L'importo della detrazione varia in funzione decrescente del reddito del contribuente e in base ad altri parametri quali l'eventuale presenza di un solo genitore o la condizione di handicap del figlio.

Ripartizione della detrazione tra i genitori

In presenza di entrambi i genitori non legalmente ed effettivamente separati, l'art. 12 del TUIR stabilisce che la detrazione spetta nella misura del 50% a ciascun genitore. In caso di separazione legale, annullamento, scioglimento o cessazione degli effetti civili del matrimonio, in mancanza di accordo tra le parti, la detrazione spetta:

  • 100% al genitore affidatario;
  • 50% ciascuno in caso di affidamento congiunto.

In entrambi i casi, i genitori possono accordarsi per attribuire la detrazione integrale a uno solo di essi, al fine di evitare che il genitore con reddito più basso perda, anche parzialmente, il beneficio fiscale. La detrazione intera compete inoltre al contribuente che ha l'altro coniuge fiscalmente a proprio carico.

Nota: Si consiglia di verificare sempre le soglie e le modalità aggiornate consultando l'Agenzia delle Entrate o un professionista fiscale abilitato, poiché la normativa può subire variazioni annuali.

Domande frequenti

Un figlio è considerato fiscalmente a carico se nel periodo d'imposta ha percepito redditi non superiori a 2.840,51 euro al lordo degli oneri deducibili. Questo limite si applica a qualsiasi tipo di reddito, ovunque prodotto e di qualunque natura. Non esistono ulteriori condizioni legate all'età o alla convivenza con il contribuente.
In presenza di entrambi i genitori non legalmente ed effettivamente separati, la detrazione fiscale per figli a carico spetta nella misura del 50% a ciascuno di essi, come previsto dall'art. 12 del TUIR. Tuttavia, i genitori possono accordarsi per attribuire la detrazione intera a uno solo di essi, qualora l'altro abbia un reddito così contenuto da non poter beneficiare pienamente della detrazione spettante.
In caso di separazione legale, annullamento, scioglimento o cessazione degli effetti civili del matrimonio, la detrazione spetta al 100% al genitore affidatario in assenza di accordo tra le parti.
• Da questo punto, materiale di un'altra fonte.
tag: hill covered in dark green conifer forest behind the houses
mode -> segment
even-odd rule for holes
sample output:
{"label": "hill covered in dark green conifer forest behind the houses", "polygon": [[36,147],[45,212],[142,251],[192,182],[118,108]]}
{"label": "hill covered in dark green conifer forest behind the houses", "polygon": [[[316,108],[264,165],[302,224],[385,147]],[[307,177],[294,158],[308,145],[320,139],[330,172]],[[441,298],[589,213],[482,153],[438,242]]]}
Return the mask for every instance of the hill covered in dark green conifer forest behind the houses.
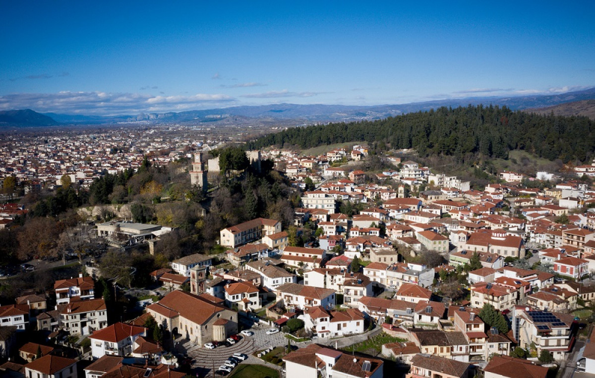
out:
{"label": "hill covered in dark green conifer forest behind the houses", "polygon": [[553,116],[511,111],[498,106],[439,108],[378,121],[297,127],[258,138],[250,148],[367,141],[419,155],[444,154],[464,159],[481,154],[508,158],[509,150],[527,150],[550,160],[587,161],[595,149],[595,122],[583,116]]}

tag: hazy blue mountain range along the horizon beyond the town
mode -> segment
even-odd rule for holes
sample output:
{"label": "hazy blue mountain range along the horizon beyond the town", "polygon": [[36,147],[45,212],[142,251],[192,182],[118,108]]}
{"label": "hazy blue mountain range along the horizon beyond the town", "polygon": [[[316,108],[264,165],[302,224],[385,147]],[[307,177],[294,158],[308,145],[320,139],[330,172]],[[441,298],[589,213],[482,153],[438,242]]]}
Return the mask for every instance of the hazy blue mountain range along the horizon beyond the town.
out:
{"label": "hazy blue mountain range along the horizon beyond the town", "polygon": [[[383,119],[389,116],[429,111],[441,106],[498,105],[512,110],[541,112],[541,108],[595,99],[595,88],[556,95],[531,95],[510,97],[466,97],[414,102],[400,105],[349,106],[349,105],[296,105],[280,103],[260,106],[234,106],[231,108],[206,109],[200,111],[142,113],[139,115],[87,116],[46,113],[39,114],[30,109],[1,111],[0,126],[51,126],[57,124],[123,124],[143,122],[147,124],[208,124],[209,127],[224,127],[230,124],[242,125],[297,125],[315,122],[350,122]],[[574,114],[590,115],[595,104],[583,103],[572,109]],[[569,108],[569,106],[566,106]],[[548,111],[550,112],[550,111]]]}

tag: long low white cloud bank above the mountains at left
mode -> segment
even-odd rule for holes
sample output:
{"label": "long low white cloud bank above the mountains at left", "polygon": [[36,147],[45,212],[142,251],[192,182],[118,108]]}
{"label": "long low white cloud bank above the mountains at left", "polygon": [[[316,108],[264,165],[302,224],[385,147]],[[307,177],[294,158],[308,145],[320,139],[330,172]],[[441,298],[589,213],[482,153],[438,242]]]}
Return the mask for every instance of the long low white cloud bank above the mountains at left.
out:
{"label": "long low white cloud bank above the mountains at left", "polygon": [[115,115],[229,106],[234,98],[199,93],[190,96],[155,96],[140,93],[59,92],[0,96],[0,110],[30,108],[37,112]]}

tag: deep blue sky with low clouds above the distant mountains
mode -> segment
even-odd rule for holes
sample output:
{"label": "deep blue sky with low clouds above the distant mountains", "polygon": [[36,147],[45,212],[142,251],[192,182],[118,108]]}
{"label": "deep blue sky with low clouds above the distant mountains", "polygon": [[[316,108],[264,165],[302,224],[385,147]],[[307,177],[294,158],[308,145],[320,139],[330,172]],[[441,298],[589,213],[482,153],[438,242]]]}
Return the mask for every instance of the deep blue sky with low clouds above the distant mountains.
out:
{"label": "deep blue sky with low clouds above the distant mountains", "polygon": [[590,2],[0,2],[0,110],[379,105],[595,86]]}

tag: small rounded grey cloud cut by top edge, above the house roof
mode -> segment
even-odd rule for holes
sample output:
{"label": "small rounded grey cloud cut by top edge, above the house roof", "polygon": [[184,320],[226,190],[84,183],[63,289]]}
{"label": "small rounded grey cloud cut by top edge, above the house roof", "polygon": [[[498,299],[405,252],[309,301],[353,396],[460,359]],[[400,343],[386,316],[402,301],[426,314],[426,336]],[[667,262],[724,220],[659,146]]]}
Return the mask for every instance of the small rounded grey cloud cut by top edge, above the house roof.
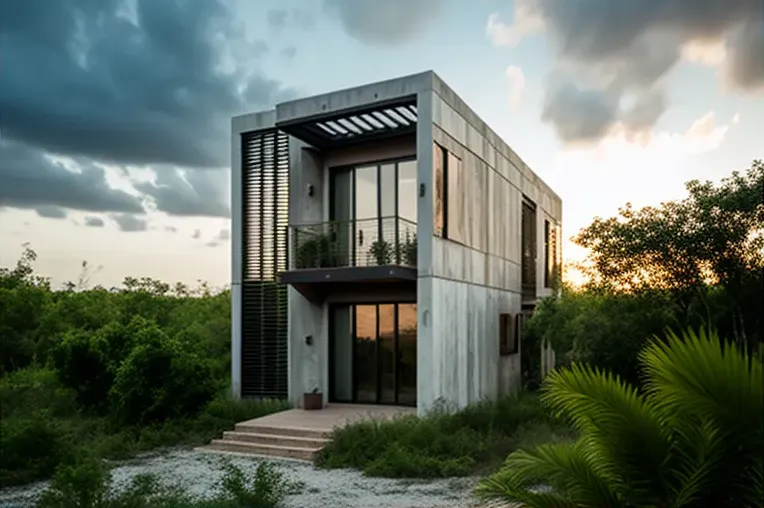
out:
{"label": "small rounded grey cloud cut by top edge, above the house roof", "polygon": [[445,0],[324,0],[351,37],[372,45],[410,42],[440,13]]}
In caso di affidamento congiunto, la detrazione viene suddivisa al 50% tra i due genitori, salvo diverso accordo che attribuisca l'intera detrazione a uno solo di essi.
L'importo della detrazione fiscale per figli a carico varia in funzione decrescente del reddito del contribuente, ovvero diminuisce all'aumentare del reddito. Altri parametri rilevanti includono l'età del figlio, la presenza di un solo genitore e l'eventuale condizione di handicap del figlio stesso.
La detrazione integrale spetta automaticamente al contribuente quando l'altro coniuge è fiscalmente a suo carico. Inoltre, in caso di separazione o divorzio, i genitori possono concordare di attribuire l'intera detrazione a uno solo di essi per evitare che il genitore con reddito più basso perda, anche parzialmente, il beneficio fiscale spettante.